The XO-2 laptop looks great, but can OLPC deliver in 2010?
The OLPC project announced today the next generation of its XO laptop. The news was expected--enthusiast sites such as OLPC News have been talking about it for a while--but this was the first time that OLPC has shown what it will look like.
The concept is pretty interesting. In place of the typical clamshell design with a physical keyboard, the XO-2 has two 16:9 touch-screens, one of which can be used as a touch-sensitive keyboard (think of a cross between the iPhone and an overgrown Nintendo DS). OLPC will market it to developing nations as an e-book reader, capable of holding up to 500 books, that also happens to be a simple notebook PC. (This raises the question of how e-books in many different languages will be produced and distributed.) The XO-2 will also fold flat so the two displays form a large tablet.
In the presentation, Nicholas Negroponte conceded that the current XO was "too big and heavy," and said the XO-2 would be about half the size and weight.
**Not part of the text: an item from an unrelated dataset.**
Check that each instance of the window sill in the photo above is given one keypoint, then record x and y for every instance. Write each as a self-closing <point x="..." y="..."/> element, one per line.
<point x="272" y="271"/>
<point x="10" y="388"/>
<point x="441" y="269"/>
OLPC is also working to improve the power consumption (no sign of the XO's maligned crank-handle).
So far, so good. Negroponte also said the goal was to sell the XO-2 for $75 beginning in 2010. The rationale for this seems plausible (sort of): The screen size and widescreen format will allow OLPC to take advantage of the cheap, high-volume displays manufactured for portable DVD players. But given the track record with the $100 XO laptop, which was late, reportedly costs $188 to manufacture, and has fallen far short of its sales goals, a "no comment" might have been in order here.
Last week, OLPC and Microsoft announced a version of the XO laptop running Windows XP, a project that had been in the works for a year. The move was controversial because some XO fans--including some former OLPC executives--think the foundation has abandoned its focus on developing educational software, built on top of Linux. (Or, as Fake Steve Jobs put it, Borg launches sinister plan to bring even more misery to Third World children.) In reality, it seems like a practical move to convince prospective customers, state governments that may be more comfortable with Windows, to get laptops into the hands of as many school kids as possible.
OLPC also announced that it would bring back its Give One, Get One program for XO laptops in the U.S., and also offer it in Europe, starting late summer.